The etiological origin and the possibility of pharmacological intervention of autism represent two areas of great scientific interest and on which research has not yet provided conclusive results. However, as already highlighted by CREA in many publications on this site, there are more and more frequent studies that place in genetics some important causal and therapeutic principles. Joseph Glessner and his colleagues in the Children’s Hospital of Philadelphia, comparing the genomes of 859 autistic children with that of 1409 healthy children, have identified among the most frequent genes implicated in the development of autistic disorder, those that regulate the adhesion between nerve cells (NLGN1, ASTN2) and those responsible for the production of ubiquitin (UBE3A, PARK2, RFWD2, FBXO40), a protein involved in the reduction of superficial proteins that promote cell adhesion. Dan Ehninger and Alcino Silva of the University of California, Los Angeles, have conducted an experimental study that brings an important contribution to the potential of pharmacotherapy in the treatment of autism.
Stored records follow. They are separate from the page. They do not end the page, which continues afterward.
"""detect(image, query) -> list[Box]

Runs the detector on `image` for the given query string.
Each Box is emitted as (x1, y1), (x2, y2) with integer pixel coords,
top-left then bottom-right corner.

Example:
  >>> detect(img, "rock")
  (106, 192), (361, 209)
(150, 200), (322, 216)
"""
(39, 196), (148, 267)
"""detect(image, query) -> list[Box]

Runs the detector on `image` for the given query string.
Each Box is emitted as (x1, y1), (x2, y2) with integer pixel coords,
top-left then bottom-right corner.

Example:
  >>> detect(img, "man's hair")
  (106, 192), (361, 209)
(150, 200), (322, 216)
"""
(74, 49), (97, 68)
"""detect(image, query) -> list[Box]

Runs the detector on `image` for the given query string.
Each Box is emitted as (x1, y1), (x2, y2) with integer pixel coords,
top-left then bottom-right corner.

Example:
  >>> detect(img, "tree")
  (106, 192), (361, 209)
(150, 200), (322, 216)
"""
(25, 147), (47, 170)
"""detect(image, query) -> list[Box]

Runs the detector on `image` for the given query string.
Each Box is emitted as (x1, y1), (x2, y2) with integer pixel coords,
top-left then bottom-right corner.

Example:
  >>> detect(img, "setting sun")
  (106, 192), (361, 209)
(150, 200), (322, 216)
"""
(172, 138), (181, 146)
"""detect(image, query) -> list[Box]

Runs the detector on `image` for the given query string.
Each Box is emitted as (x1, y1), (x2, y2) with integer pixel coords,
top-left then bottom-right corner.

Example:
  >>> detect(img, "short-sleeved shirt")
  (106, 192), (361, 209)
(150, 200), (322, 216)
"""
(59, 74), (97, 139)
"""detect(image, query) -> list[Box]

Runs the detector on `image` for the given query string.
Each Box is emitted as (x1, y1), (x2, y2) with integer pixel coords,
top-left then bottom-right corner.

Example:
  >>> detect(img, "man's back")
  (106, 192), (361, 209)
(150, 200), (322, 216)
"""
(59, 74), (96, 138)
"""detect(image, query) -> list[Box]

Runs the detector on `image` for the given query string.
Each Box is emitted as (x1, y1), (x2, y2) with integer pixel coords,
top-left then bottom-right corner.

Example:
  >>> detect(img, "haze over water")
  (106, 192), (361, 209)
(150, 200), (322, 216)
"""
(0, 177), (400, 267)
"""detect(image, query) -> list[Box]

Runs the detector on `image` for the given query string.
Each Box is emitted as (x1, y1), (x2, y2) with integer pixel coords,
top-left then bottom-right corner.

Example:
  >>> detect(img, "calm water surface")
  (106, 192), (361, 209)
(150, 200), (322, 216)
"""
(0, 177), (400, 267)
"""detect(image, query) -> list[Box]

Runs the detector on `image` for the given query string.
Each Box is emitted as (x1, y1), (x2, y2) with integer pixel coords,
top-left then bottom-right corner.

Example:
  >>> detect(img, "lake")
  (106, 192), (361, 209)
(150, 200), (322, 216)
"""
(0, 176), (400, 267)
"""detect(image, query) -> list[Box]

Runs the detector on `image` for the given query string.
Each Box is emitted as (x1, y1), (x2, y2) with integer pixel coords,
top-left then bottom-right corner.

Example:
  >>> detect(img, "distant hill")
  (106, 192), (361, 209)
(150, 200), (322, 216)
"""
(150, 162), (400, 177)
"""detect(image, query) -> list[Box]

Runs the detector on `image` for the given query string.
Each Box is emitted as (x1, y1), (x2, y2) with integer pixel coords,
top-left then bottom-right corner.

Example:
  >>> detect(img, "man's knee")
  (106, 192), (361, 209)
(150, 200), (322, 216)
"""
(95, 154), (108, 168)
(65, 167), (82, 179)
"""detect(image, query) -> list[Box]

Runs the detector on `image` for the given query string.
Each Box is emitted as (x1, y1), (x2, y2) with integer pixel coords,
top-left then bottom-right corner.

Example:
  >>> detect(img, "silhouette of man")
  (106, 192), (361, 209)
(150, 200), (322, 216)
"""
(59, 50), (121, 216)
These researchers have found that a sample of mice with tuberose sclerosis, a disease of genetic origin that in men is associated with autism in 50% of cases, the administration of rifampicin, a drug used to reduce the risk of transplant rejection, it seems to reduce cognitive deficits. Although it does not represent the discovery of a medication for autism, for the first time this study seems to support the theory that the alteration of cognitive functions of neurodevelopmental disorders are not irreversible.The ability to modulate through pharmacological principles the expression of genes is supported by other studies, even in areas different from that of autistic spectrum disorders, and is in line with the principles of epigenetics.The latter is a branch of genetics, that studies the ability of the environment, both internally and externally to living organisms, to induce transformation not definitive of DNA or RNA, to vary the gene expression and modify in this way the functioning of those same organisms.

REFERENCES
- Glessner JT, Wang K, Cai G, et al. Autism genome-wide copy number variation reveals ubiquitin and neuronal genes. Nature. 2009, 28;459(7246):569-73.
- Ehninger D, Han S, Shilyansky C, Zhou Y, et al. Reversal of learning deficits in a Tsc2+/- mouse model of tuberous sclerosis. Nature Medicine. 2008;14, 843 – 848.
- Dupont C, Armant DR, Brenner CA. Epigenetics: definition, mechanisms and clinical perspective. Semin Reprod Med. 2009 Sep;27(5):351-7.